Muy pocos títulos en seis meses de televisión, sin duda. Aún me sorprendo que no me terminase de enganchar al nuevo ciclo sobre Cine italiano que proyectaba Cine Club los jueves. El hecho para mí definitivo de que abundasen los De Sicas del período mussoliniano para luego -saltándose la cronacha- seguir con el neorrealismo rosado de la saga Pan, amore favorecía mi cabreo, fruto de una etapa de mi vida fuertemente ideologizada, en la que buscaba sólo los testimonios de una realidad cruda o las críticas veraces a los regímenes fascistas antes que lo edulcorado de un sainete o lo verista de una reconstrucción halagadora de lo burgués. Malo cuando se eludía el compromiso. Lástima de mi inopia y cerrazón, pues muchos de los títulos que conformaron el ciclo no volvieron a proyectarse en años (si es que lo hicieron). Yo seguí sin tener acceso a ellos hasta hace relativamente poco gracias a las descargas en la red. Tanto Teresa Venerdi como Maddalena o el Garibaldino eran inéditos en nuestro país cuando Pilar Miró los compró exhibiéndolos con carácter de alhajas para connaiseurs sin complejos. Que no era, al parecer, mi caso. Siguieron inéditos en mi retina. Como tampoco le presté atención al cine brasileño que vino luego. Apenas media docena de cintas parecían ser suficientes para montarse ciclos y este simple detalle tan chapucero por lo incompletista ya era motivo para restarle importancia a un pequeño acontecimiento que aún contaba con alicientes de la categoría de Vidas secas o Macunaima.

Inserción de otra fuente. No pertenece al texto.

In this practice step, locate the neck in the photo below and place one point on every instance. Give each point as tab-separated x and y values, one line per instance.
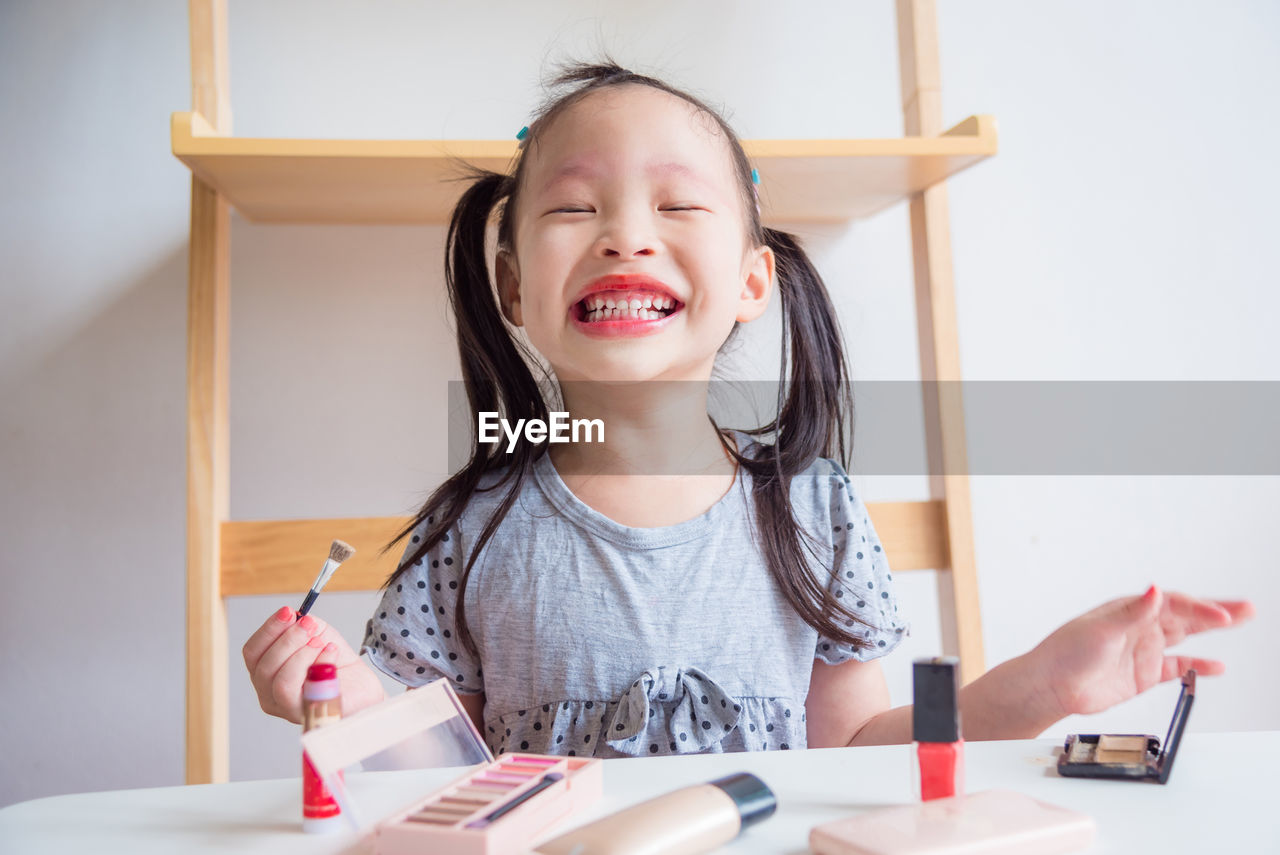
650	428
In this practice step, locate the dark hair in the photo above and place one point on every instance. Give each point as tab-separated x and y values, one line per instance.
814	405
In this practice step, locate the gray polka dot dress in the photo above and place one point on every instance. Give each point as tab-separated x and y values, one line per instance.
607	640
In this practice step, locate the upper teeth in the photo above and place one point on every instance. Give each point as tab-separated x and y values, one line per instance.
634	302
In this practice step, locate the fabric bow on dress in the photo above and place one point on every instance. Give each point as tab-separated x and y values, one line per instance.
698	712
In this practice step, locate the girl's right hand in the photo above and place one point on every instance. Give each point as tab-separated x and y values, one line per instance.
279	653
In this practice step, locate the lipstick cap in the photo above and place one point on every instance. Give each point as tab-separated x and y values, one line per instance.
936	693
755	801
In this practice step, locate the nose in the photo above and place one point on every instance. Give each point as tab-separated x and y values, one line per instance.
626	234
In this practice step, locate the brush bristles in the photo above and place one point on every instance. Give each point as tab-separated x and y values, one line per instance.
341	552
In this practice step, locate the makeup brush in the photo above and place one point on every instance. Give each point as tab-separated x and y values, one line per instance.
338	553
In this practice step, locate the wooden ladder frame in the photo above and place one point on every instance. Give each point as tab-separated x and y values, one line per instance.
229	558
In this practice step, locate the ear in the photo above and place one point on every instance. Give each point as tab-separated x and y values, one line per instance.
757	284
508	288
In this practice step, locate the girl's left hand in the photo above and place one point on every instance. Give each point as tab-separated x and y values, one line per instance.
1118	650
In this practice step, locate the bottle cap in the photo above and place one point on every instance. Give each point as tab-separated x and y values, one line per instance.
753	798
936	694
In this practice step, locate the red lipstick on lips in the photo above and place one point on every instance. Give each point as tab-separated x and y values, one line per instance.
624	327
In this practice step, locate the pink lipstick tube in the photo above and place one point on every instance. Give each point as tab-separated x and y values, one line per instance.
936	727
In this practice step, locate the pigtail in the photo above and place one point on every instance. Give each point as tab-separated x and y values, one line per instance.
497	376
813	406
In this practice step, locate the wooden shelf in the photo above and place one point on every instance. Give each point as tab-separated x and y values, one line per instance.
406	181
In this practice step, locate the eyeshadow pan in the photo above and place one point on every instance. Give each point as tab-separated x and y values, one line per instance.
1121	749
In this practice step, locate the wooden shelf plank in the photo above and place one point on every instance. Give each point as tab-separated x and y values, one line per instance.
282	557
407	181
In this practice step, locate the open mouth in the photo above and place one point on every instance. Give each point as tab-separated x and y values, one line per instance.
631	306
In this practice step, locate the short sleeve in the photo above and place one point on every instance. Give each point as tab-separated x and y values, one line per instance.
412	636
862	579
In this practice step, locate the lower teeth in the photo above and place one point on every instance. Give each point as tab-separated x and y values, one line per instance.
643	314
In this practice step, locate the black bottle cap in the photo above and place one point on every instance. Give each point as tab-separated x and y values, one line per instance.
755	801
936	694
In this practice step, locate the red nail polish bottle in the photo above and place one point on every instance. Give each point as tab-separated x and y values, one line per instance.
936	727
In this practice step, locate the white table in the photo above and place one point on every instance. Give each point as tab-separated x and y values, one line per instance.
1224	796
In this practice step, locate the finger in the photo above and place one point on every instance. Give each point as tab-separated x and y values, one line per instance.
1187	615
284	647
1175	667
287	684
266	635
1238	609
328	654
1143	607
346	654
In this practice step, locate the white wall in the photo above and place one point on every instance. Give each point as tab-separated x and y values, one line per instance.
1119	234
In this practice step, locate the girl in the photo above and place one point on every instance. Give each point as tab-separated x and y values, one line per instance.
677	586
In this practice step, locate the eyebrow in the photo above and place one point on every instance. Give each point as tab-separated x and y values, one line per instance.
585	168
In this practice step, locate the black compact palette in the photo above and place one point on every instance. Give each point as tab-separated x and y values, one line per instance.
1134	757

Como sea que los clásicos siempre eran un plato suculento y fácil de preparar para los programadores de turno (los ingredientes necesarios estaban siempre disponibles), el de Orson Welles quedó tan redondo como la mayestática panza de un Falstaff. Asi, aparte de sus direcciones, se incluyó alguna que otra película en la que él sólo interpretaba (Alma rebelde, El extraño, Impulso criminal). De todo aquel ciclo la que más me hechizó fue Campanadas a medianoche, síntesis shakesperiana que el maestro consiguió rodar gracias a los esfuerzos del productor Emiliano Piedra. Se sobreentiende que ésta maravilla se hizo en España. Y como país industrialmente subdesarrollado, por cuatro perras pero con infinito ingenio (baste con quedarse con la secuencia de la batalla para darnos cuenta de que Orson era un superdotado). Campanadas es un trabajo excepcional y una de las películas que más amo.